Se habrá dado vuelta muchas
veces para mirar hacia atrás, para retener lugares, creencias, esencias,
olores, costumbres, vivencias, cantares… que la acompañarían el resto de su
vida.
Por allí, en algún
rinconcito del baúl, unas nueces, carozos y semillas que sembraría en su nuevo
lugar.
Eso era todo. Y atravesar
grandes páramos con pequeños pueblos a lo largo del camino, abrazar fuertemente
a Emilia hasta llegar al puerto.
Y despedirse para siempre de
su tierra española… Y también de su gente. Sólo volvería a ver a quienes
emprendieran su mismo camino.
Su infancia y juventud
seguramente habían sido muy duras. No sabía leer, por lo tanto, no habría
cartas que llevaran o trajeran noticias…
Después el barco. ¡Qué largo
habrá sido ese viaje! Acunando a su hijita, guardando recuerdos y amasando
ilusiones.
Llegar al puerto de Buenos
Aires, al Hotel de los Inmigrantes, y luego tomar un tren hasta Cabildo, donde
la esperaba su esposo.
Su destino final…
En el pueblo incipiente se
instaló la familia, esta vez, sin montañas, ni ovejas para cuidar.
Acompañó a su esposo -mi
abuelo-, en el trabajo de sastrería que él había montado.
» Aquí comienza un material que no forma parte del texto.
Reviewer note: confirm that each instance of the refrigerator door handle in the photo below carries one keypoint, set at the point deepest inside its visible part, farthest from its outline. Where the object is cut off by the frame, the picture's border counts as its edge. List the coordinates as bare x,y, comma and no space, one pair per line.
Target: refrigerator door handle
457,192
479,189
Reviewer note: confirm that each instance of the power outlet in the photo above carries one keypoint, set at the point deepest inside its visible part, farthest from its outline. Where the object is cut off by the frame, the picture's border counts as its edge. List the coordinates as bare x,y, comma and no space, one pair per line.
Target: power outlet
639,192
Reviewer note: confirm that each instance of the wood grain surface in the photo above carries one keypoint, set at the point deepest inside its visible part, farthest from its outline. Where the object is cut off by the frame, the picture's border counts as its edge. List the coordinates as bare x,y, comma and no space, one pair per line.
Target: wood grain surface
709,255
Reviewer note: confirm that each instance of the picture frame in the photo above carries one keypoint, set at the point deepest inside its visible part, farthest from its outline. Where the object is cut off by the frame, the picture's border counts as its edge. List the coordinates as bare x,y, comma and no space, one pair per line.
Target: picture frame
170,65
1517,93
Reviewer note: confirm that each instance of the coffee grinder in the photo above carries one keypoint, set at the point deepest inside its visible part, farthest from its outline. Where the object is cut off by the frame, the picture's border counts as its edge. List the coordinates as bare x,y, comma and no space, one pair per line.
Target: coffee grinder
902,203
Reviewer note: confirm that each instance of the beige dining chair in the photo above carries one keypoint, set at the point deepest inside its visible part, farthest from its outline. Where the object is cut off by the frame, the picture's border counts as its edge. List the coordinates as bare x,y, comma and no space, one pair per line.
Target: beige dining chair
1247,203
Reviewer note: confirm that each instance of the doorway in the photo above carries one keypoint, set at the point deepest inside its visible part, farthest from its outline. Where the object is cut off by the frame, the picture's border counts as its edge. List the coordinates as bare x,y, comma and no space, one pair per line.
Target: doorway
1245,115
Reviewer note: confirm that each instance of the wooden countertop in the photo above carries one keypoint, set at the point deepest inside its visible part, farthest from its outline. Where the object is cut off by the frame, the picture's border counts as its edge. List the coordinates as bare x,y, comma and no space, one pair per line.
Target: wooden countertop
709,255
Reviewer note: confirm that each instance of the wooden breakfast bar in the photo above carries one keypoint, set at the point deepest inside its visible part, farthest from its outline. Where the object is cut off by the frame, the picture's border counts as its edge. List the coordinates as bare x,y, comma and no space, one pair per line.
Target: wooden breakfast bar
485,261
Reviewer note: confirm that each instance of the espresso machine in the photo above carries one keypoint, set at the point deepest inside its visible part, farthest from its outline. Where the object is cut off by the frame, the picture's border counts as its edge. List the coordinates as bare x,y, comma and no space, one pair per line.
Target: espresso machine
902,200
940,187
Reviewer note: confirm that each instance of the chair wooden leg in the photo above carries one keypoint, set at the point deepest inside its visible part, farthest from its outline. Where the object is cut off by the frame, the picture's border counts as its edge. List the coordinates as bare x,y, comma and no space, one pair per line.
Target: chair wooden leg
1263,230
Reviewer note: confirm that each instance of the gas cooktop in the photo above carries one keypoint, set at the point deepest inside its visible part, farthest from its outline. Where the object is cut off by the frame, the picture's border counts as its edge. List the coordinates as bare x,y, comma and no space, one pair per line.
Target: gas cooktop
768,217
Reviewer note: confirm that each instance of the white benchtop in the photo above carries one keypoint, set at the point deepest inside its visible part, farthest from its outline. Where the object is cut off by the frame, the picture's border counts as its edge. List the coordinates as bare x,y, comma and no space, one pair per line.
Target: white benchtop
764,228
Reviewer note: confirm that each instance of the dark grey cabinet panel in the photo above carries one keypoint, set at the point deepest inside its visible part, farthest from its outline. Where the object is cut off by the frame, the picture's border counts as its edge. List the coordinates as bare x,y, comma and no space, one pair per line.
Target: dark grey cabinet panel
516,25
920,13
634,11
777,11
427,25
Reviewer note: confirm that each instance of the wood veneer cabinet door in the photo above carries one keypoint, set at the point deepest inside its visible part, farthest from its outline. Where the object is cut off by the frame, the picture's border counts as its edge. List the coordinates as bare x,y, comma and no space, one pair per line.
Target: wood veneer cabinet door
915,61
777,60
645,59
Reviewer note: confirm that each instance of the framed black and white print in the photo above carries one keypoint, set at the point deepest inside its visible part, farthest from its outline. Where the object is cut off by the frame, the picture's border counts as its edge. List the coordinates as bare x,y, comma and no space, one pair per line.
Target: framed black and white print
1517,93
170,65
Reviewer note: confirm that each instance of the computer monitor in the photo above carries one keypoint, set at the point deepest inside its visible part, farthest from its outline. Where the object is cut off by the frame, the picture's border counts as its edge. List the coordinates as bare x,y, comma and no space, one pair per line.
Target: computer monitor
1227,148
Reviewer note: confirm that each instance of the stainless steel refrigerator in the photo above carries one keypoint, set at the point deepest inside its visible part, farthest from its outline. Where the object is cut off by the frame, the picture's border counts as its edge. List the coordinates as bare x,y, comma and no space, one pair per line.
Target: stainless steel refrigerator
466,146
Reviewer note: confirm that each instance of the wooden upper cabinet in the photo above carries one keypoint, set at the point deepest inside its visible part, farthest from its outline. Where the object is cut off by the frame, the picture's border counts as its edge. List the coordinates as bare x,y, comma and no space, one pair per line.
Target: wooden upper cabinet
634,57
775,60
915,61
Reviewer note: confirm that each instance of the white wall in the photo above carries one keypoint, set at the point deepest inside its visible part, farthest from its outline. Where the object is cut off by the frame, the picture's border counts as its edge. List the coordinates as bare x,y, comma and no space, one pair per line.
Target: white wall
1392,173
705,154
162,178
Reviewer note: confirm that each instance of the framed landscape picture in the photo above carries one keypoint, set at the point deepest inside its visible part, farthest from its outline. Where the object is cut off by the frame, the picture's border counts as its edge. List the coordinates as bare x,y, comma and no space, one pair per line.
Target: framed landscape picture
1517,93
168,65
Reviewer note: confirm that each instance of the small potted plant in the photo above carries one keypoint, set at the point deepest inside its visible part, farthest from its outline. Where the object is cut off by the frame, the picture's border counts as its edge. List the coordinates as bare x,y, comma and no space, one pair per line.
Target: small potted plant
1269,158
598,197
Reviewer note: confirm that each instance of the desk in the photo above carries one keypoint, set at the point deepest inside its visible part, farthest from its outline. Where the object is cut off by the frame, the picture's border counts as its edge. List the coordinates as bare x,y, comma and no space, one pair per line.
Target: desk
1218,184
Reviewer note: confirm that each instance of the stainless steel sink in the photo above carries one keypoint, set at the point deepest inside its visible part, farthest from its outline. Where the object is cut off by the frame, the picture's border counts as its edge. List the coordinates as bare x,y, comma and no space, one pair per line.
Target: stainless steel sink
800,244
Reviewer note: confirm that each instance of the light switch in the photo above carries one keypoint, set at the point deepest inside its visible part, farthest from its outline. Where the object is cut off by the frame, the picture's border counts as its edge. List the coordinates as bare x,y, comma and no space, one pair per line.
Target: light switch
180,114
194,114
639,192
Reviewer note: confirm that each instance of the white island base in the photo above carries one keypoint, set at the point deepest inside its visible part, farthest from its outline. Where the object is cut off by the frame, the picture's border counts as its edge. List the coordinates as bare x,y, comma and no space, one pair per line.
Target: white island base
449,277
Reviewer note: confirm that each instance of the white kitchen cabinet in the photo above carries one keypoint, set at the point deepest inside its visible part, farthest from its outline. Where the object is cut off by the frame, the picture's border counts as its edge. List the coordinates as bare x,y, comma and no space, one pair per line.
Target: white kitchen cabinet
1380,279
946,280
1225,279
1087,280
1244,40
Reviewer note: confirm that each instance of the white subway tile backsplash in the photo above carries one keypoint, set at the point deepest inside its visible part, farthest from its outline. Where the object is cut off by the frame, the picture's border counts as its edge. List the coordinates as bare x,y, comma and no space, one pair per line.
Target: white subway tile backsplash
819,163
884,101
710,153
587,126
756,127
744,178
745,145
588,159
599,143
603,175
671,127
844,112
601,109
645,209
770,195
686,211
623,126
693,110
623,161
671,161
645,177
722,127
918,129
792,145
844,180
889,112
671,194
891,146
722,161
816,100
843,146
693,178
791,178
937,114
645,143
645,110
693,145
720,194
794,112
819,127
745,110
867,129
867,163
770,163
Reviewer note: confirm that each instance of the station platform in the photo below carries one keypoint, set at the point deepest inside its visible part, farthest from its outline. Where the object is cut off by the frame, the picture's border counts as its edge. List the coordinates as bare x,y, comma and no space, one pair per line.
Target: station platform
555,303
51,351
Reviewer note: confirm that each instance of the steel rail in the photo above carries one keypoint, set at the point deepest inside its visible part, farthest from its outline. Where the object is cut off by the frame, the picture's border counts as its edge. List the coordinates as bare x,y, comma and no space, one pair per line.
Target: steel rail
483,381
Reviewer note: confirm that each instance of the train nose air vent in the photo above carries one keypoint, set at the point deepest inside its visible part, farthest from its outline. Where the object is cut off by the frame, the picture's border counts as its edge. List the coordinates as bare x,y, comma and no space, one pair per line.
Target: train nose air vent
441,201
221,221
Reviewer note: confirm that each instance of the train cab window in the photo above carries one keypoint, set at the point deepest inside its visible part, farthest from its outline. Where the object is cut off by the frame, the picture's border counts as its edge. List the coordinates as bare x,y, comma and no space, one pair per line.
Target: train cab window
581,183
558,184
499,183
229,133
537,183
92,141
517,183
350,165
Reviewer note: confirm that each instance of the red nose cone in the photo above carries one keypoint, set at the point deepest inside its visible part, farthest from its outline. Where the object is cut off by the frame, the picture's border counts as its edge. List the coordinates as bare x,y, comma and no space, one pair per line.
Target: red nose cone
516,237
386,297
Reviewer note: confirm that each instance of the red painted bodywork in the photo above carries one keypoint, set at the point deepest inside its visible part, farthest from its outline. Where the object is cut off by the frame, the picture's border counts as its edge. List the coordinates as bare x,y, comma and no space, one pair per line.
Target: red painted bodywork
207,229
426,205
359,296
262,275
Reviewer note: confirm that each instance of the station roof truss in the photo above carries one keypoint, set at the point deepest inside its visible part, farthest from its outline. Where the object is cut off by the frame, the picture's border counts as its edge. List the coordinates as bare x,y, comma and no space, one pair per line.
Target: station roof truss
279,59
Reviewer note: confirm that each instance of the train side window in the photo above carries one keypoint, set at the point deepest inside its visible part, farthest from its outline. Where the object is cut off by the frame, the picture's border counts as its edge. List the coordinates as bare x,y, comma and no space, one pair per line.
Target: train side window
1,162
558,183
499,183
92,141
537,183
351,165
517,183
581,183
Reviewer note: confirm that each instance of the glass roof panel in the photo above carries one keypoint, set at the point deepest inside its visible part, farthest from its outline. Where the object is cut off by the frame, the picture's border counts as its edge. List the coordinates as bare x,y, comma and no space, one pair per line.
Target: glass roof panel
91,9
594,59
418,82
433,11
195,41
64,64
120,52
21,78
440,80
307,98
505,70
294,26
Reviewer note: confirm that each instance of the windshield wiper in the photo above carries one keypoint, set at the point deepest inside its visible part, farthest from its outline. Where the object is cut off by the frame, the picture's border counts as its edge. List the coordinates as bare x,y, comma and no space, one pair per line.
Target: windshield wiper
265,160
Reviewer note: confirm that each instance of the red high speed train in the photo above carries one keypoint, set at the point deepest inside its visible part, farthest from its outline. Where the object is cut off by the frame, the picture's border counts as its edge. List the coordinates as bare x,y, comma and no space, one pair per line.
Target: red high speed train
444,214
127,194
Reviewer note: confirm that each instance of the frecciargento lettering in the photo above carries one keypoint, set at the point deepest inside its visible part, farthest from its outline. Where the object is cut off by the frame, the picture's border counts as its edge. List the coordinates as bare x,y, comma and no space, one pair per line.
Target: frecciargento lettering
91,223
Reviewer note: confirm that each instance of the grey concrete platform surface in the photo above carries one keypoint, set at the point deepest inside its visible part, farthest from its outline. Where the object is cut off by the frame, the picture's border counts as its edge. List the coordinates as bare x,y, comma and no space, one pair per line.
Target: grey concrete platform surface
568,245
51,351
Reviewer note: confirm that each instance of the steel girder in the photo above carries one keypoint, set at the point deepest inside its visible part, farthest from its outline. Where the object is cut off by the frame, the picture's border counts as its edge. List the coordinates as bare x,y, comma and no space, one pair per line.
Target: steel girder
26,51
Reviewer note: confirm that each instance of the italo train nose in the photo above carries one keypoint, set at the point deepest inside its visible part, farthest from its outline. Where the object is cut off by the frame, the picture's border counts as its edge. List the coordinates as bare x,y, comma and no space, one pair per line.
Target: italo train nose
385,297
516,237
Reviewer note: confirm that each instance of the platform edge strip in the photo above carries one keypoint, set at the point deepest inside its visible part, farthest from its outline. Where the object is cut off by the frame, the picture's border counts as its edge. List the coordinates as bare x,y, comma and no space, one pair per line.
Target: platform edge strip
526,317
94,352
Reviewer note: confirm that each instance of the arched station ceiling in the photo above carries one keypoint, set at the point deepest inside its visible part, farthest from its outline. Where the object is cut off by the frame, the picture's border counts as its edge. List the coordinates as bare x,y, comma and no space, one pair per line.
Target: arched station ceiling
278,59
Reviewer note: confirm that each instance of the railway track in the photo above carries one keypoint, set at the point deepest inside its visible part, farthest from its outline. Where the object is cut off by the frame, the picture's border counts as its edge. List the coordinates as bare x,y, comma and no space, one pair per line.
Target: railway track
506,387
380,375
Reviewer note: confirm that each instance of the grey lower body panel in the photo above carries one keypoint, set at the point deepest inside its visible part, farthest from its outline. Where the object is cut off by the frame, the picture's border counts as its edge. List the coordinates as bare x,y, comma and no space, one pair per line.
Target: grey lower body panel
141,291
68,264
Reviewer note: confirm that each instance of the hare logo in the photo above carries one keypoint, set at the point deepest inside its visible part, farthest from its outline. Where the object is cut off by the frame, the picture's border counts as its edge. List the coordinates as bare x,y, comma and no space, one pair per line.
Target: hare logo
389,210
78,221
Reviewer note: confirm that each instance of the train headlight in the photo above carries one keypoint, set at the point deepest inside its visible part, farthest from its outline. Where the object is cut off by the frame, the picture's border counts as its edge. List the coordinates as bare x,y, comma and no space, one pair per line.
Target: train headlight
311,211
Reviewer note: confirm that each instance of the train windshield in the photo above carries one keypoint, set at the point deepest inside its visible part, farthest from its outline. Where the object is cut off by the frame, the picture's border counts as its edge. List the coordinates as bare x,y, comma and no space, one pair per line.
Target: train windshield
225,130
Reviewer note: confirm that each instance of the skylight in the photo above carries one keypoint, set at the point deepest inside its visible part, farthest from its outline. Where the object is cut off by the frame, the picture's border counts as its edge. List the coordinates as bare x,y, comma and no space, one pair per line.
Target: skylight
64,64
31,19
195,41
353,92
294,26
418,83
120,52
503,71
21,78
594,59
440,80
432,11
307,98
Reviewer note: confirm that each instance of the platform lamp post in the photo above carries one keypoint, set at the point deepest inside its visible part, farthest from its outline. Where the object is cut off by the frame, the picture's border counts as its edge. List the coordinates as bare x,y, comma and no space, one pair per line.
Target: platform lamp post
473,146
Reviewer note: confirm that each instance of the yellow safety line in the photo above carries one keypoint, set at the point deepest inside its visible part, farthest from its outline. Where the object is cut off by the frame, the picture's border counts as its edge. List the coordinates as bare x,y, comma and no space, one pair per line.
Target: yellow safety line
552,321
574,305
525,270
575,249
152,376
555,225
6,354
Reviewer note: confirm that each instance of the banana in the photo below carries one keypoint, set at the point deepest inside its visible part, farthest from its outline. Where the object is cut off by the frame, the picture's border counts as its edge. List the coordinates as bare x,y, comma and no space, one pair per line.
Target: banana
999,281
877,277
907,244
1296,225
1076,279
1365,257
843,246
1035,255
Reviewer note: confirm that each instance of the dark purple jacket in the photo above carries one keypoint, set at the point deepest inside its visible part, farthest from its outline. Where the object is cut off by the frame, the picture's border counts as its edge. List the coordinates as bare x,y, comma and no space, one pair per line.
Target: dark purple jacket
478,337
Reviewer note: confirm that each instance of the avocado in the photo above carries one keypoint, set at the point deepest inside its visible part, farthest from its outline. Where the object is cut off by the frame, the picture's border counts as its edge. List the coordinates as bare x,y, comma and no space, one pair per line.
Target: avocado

Mi mamá aprendería a
caminar y nacerían sus hermanitos.
Y abuelita encontró lugar
para sus semillas, carozos y nueces que sembró con sus manos delgadas. Nacieron
el nogal, la higuera, el duraznero, las coles… Y su sonrisa brillaba al ver
crecer sus plantas mientras tapaba el sol cubriéndose los ojos con las manos a
modo de visera.
Vivió aquí durante algo más
de sesenta años… Su vida fue sencilla, fecunda y feliz. Ejemplo impecable para
toda la familia.
Un 30 de agosto, el día de
Santa Rosa, de la mano de mamá dijo con voz susurrante: “Quiero subir y no
alcanzo”, y como reflejo de sus rimas tantas veces recitadas, partió en su
viaje final…
El sol brillaba en la tarde.
En el patio, mariposas blancas hacían círculos alrededor del duraznero que con
sus flores rosas anunciaba la llegada de una nueva primavera.
Nuestro regreso
Pasamos unos días más
recorriendo bellísimos lugares, mientras en el camino se sumaban parientes con
quienes compartíamos charlas como si nos conociéramos de toda la vida.
Luego el regreso. Feliz,
agradecida.
Y llegar de nuevo a casa,
con esa sensación inigualable de misión cumplida. Deseosa de contar y revivir
cada detalle, mientras un gracias a Dios, a la familia y a la vida, brota desde
muy adentro cada vez que vuelvo a disfrutar rememorando el viaje de mis sueños.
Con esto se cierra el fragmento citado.